How long do the creditors have to make a claim if you placed a probate notice in the newspaper and sent individual probate notices to each creditor? Do they have 30 days or 4 months?
Answer: 4 months
If the personal representative (1) filed the proper notice with court, (2) published notice once each week for three successive weeks in a legal newspaper in the county in which the estate is being administered, and (3) mailed notice to creditors known to the personal representative, then the creditor has the obligation to file a claim within the later of (i) thirty (30) days after receiving actual notice in the mail or (ii) four (4) months after the date of first publication of the notice, otherwise its claim is barred.
As a side note, the only time the 30 day time period comes into play is when creditors that are known to the personal representative receive actual notice during the 30 days prior to the expiration of the 4 month time period or anytime after the 4 month time period.
Are you always vulnerable to creditors until the probate is closed?
Answer: No.

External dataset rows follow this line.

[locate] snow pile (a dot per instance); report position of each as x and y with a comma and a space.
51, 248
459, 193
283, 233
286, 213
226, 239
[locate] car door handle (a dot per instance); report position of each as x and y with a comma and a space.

If you have properly filed, published and mailed actual notice to all ascertainable creditors, then all other claims not properly presented within the time periods described above will be barred.
Hope this helps.
LEGAL DISCLAIMER - The response does not form an attorney-client relationship. The response is merely the opinion of the author and should not be relied upon as legal advice. The response is based upon the limited facts provided by the person asking the question. To the extent additional or different facts exist, the response may change. Mr. Watson is licensed to practice law in the State of Washington and Arkansas. Responses are based solely on Washington law unless stated otherwise.